Localized Strings Tips
This year I started using SwiftLint to improve the quality of my swift source code.
The most frequent warning I receive from this tool is the line_length one: 'Line Length Violation: Line should be 120 characters or less'
As many of those warnings where on lines using the NSLocalizedString macro, I had to think about how to improve my way of internationalizing applications.
I used to call the localization macro directly where it was needed, like
playButton.setTitle(NSLocalizedString("PLAY_BUTTON", comment: "Play button"), for: .normal)
which required 91 characters, not counting leading characters for indentation.
Now I create a LocalizedString class with static computed variables.
final class LocalizedString {
static var playButton: String {
return NSLocalizedString("PLAY_BUTTON", comment: "Play button")
}
}
It is used like that:
playButton.setTitle(LocalizedString.playButton, for: .normal)
The instruction in the controller is now 61 characters long, 30 characters less than before. A quick and easy win.
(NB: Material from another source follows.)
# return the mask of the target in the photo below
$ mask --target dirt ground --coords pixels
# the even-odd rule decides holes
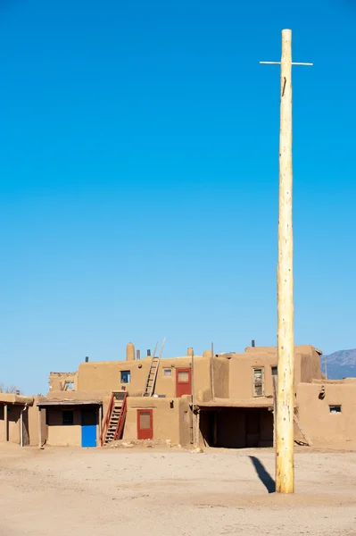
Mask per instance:
[[[0,448],[0,535],[356,535],[356,453],[301,450],[273,493],[271,449]]]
This is also very usefull when the localized string is used as a format:
static func finishedDialogMsg(level: String, duration: String) -> String {
let format = NSLocalizedString("FINISHED_DIALOG_MSG_FORMAT", comment: "You've finished this %@ grid in %@")
return String(format: format, level, duration)
}
Instead of having two lines in the controller, only one is required, which also works against the file_length rule of swiftlint, which states that a file should no be longer than 400 lines.
In the previous example you could even give the duration as a TimeInterval (floating number representing a number of elapsed seconds) and perform the conversion to a string representation of the duration directly into the finishedDialogMsg, same thing when you work with dates.
Other benefits of using a LocalizedString class:
- reduce code duplication when a localized string is used multiple times
- reduce risk of having mispelled a localized string key as all keys are only written once.
By the way, I found the article app-localization-tips-with-swift quite good, but does not help with formats and I think using an enum + a function uses more characters than a static var in a class.